Vu la procédure suivante :
Procédure contentieuse antérieure :
Mme A... B... a demandé au tribunal administratif de Nantes d'annuler l'arrêté du 6 octobre 2023 par lequel le préfet de Maine-et-Loire a décidé son transfert aux autorités portugaises.
Par un jugement n° 2316867 du 11 décembre 2023, le magistrat désigné par le président du tribunal administratif de Nantes a rejeté sa demande.
Procédure devant la cour :
Par une requête, enregistrée le 11 janvier 2024, Mme B..., représentée par Me Pasteur, demande à la cour :
1°) d'annuler le jugement du tribunal administratif de Nantes du 11 décembre 2023 ;
2°) d'annuler l'arrêté du 6 octobre 2023 par lequel le préfet de Maine-et-Loire a décidé son transfert aux autorités portugaises ;
3°) d'enjoindre au préfet de Maine-et-Loire de lui délivrer l'attestation prévue à l'article L. 521-7 du code de l'entrée et du séjour des étrangers et du droit d'asile et, à titre principal, de lui délivrer une attestation de demande d'asile en procédure normale ou, à titre subsidiaire, de réexaminer sa situation dans le délai de 48 heures à compter de l'arrêt à intervenir ;
4°) de mettre à la charge de l'Etat le versement à son conseil d'une somme de 1 500 euros sur le fondement de l'article 37 de la loi du 10 juillet 1991 et de l'article L. 761-1 du code de justice administrative.
Elle soutient que :
- l'arrêté contesté est insuffisamment motivé en droit et en fait ;
- le préfet de Maine-et-Loire a méconnu l'article 4 du règlement (UE) n° 604/2013 du Parlement européen et du Conseil du 26 juin 2013 et l'article L. 141-2 du code de l'entrée et du séjour des étrangers et du droit d'asile ;
- le préfet de Maine-et-Loire n'a pas examiné sérieusement sa situation ;
- le préfet de Maine-et-Loire a commis une erreur manifeste d'appréciation au regard de l'article 17 du règlement (UE) n° 604/2013 du Parlement européen et du Conseil du 26 juin 2013.
Par un mémoire en défense, enregistré le 29 mars 2024, le préfet de Maine-et-Loire conclut au rejet de la requête.
Il soutient que les moyens soulevés par la requérante ne sont pas fondés.

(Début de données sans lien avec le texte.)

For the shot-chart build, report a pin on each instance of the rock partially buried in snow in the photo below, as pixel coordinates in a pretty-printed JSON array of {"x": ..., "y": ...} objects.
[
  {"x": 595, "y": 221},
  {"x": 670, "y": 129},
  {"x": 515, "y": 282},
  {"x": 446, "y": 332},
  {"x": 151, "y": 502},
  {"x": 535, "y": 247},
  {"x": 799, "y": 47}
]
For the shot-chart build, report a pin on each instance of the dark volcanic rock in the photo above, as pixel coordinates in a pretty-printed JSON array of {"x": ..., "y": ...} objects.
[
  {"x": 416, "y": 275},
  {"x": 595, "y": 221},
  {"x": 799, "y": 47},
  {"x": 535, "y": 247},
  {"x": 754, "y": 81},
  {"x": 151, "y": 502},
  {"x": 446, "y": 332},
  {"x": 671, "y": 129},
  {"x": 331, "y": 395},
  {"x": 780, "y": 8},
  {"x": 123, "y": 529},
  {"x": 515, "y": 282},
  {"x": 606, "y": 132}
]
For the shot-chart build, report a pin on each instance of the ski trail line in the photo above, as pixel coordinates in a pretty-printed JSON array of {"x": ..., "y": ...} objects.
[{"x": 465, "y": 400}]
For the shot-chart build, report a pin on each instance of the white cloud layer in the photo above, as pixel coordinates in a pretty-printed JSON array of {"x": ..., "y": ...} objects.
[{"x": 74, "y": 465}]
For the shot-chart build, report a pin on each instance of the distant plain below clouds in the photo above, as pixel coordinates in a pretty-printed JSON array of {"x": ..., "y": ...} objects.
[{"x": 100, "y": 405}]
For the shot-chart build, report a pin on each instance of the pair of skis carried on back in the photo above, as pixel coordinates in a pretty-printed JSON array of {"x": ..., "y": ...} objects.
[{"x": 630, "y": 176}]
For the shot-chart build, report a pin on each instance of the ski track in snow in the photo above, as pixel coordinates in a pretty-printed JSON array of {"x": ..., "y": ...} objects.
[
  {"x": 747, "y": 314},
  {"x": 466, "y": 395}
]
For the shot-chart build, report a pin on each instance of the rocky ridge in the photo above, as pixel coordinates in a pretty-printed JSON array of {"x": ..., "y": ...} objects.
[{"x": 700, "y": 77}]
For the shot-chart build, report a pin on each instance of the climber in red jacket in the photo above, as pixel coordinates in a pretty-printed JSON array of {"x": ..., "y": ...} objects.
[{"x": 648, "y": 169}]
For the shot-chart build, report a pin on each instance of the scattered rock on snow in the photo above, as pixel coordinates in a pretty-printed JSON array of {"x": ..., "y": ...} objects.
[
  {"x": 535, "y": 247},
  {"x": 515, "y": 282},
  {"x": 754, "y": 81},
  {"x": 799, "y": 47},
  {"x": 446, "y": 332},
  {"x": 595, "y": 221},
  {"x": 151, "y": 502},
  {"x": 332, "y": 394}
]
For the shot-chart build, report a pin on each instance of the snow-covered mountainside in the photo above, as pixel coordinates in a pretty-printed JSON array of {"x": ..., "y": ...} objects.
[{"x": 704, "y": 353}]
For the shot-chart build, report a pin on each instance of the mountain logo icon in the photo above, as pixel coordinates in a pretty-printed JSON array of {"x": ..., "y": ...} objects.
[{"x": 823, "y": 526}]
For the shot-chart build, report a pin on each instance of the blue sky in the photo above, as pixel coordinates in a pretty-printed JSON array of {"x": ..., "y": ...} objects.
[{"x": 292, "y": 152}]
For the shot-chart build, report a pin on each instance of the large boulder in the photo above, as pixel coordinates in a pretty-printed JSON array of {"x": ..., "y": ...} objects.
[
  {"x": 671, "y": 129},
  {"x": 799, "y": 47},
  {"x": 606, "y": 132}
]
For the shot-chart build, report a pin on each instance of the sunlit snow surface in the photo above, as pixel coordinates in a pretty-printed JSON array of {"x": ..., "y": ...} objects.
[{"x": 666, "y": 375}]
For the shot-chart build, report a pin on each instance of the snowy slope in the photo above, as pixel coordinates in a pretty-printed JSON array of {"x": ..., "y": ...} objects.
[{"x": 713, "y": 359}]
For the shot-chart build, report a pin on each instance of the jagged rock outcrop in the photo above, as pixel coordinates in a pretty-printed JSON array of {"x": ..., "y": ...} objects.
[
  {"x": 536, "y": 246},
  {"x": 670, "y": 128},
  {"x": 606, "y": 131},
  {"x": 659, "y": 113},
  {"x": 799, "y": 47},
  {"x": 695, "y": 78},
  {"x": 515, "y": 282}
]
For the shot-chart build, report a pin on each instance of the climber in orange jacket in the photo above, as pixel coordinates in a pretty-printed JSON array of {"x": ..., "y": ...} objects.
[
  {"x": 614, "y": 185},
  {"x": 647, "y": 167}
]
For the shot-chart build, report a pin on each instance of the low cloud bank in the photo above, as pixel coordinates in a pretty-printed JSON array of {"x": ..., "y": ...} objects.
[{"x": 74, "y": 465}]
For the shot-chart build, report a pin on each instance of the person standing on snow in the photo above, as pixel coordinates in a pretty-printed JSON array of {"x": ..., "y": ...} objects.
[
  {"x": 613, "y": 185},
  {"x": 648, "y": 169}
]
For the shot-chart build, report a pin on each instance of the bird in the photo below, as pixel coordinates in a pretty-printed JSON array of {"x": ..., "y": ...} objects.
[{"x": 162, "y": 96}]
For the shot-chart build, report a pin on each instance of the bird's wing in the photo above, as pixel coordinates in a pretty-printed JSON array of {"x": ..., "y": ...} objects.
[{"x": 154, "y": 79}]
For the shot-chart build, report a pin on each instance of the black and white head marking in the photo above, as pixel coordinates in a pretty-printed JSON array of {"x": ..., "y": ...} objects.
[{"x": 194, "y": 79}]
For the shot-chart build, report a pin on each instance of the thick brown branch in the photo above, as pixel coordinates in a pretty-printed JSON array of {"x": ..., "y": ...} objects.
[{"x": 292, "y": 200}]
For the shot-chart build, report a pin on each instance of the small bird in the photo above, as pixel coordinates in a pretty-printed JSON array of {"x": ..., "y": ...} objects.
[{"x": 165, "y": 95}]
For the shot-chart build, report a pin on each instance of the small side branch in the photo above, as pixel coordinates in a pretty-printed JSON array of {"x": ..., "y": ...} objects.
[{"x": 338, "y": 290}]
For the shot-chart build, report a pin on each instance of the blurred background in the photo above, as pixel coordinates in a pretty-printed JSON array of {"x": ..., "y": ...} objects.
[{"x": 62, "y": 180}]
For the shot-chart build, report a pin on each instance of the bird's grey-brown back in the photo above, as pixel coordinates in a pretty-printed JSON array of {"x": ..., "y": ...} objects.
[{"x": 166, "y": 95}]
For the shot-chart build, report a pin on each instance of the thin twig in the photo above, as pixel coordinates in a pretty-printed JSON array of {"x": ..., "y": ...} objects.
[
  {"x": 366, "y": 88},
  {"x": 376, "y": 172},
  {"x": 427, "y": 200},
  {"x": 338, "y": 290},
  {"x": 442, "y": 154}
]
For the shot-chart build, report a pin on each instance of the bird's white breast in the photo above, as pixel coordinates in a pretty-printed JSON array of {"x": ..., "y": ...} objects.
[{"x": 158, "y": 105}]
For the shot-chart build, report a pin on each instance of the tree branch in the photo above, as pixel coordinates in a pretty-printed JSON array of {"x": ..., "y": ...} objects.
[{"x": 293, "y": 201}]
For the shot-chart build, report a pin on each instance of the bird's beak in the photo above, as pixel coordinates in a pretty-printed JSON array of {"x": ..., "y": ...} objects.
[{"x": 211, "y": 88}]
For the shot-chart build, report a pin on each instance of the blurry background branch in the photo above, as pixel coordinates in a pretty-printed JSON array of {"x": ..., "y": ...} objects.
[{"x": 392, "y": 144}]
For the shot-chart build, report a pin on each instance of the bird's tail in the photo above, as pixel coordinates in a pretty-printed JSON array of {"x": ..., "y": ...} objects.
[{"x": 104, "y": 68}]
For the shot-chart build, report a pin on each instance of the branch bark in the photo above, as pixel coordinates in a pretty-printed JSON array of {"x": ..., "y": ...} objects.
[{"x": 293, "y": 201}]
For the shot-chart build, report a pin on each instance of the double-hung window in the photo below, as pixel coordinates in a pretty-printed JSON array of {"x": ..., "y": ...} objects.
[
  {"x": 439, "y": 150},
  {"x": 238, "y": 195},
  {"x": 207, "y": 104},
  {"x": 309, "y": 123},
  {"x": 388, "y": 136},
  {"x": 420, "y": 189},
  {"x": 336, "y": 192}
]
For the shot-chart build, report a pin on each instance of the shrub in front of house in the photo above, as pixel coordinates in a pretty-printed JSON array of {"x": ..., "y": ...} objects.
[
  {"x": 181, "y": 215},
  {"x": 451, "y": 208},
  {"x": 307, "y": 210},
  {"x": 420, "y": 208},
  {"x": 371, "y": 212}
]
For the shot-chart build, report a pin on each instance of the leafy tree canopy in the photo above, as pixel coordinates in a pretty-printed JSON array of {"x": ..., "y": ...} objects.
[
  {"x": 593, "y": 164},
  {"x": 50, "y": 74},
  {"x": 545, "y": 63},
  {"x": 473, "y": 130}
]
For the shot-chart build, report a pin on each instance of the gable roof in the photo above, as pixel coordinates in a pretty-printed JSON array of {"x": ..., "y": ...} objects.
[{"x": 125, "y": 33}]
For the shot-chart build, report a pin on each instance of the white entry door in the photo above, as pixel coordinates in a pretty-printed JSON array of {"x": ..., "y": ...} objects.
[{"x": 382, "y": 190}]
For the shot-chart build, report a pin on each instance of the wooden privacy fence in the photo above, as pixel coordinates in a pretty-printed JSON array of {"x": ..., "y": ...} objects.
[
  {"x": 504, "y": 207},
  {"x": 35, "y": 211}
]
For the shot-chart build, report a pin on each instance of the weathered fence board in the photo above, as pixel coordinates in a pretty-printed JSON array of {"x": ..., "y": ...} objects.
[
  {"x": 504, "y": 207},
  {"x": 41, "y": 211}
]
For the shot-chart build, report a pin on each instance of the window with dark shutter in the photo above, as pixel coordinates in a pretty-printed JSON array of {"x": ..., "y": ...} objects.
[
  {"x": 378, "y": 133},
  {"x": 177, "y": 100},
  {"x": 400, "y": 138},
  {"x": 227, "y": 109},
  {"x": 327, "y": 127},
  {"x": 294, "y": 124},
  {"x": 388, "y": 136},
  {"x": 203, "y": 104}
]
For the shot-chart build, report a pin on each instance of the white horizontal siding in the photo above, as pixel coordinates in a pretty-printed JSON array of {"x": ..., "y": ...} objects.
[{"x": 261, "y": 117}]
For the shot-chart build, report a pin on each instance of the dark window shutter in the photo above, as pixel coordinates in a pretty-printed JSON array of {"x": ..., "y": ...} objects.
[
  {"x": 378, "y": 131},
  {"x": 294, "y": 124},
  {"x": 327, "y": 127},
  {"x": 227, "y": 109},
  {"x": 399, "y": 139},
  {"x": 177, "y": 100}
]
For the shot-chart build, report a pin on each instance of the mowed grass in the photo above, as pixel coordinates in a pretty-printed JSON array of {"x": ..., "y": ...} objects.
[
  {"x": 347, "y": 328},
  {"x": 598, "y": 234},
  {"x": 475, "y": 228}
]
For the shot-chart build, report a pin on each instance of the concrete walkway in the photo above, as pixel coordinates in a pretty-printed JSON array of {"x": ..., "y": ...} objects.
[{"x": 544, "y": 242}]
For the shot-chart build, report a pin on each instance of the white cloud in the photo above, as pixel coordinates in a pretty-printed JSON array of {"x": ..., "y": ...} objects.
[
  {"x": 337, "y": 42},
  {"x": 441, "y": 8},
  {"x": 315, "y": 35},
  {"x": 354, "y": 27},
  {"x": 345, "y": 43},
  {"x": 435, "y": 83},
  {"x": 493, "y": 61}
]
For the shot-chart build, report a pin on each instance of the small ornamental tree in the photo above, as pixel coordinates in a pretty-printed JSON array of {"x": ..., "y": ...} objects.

Mme B... a été admise au bénéfice de l'aide juridictionnelle totale par une décision du 19 janvier 2024.
Vu les autres pièces du dossier.
Vu :
- la convention européenne de sauvegarde des droits de l'homme et des libertés fondamentales ;
- la convention internationale relative aux droits de l'enfant ;
- la Charte des droits fondamentaux de l'Union européenne ;
- le règlement (UE) n° 604/2013 du 26 juin 2013 ;
- le code de l'entrée et du séjour des étrangers et du droit d'asile ;
- la loi n° 91-647 du 10 juillet 1991 ;
- le code de justice administrative.
Le président de la formation de jugement a dispensé la rapporteure publique, sur sa proposition, de prononcer des conclusions à l'audience.
Les parties ont été régulièrement averties du jour de l'audience.
Le rapport de M. Derlange, président assesseur, a été entendu au cours de l'audience publique.
Considérant ce qui suit :
1. Mme B..., ressortissante angolaise, née le 25 décembre 1985, a sollicité l'asile le 26 juillet 2023. Par un arrêté du 6 octobre 2023, le préfet de Maine-et-Loire a ordonné son transfert aux autorités portugaises. Mme B... relève appel du jugement du 11 décembre 2023 par lequel le magistrat désigné par le président du tribunal administratif de Nantes a rejeté sa demande tendant à l'annulation de cet arrêté.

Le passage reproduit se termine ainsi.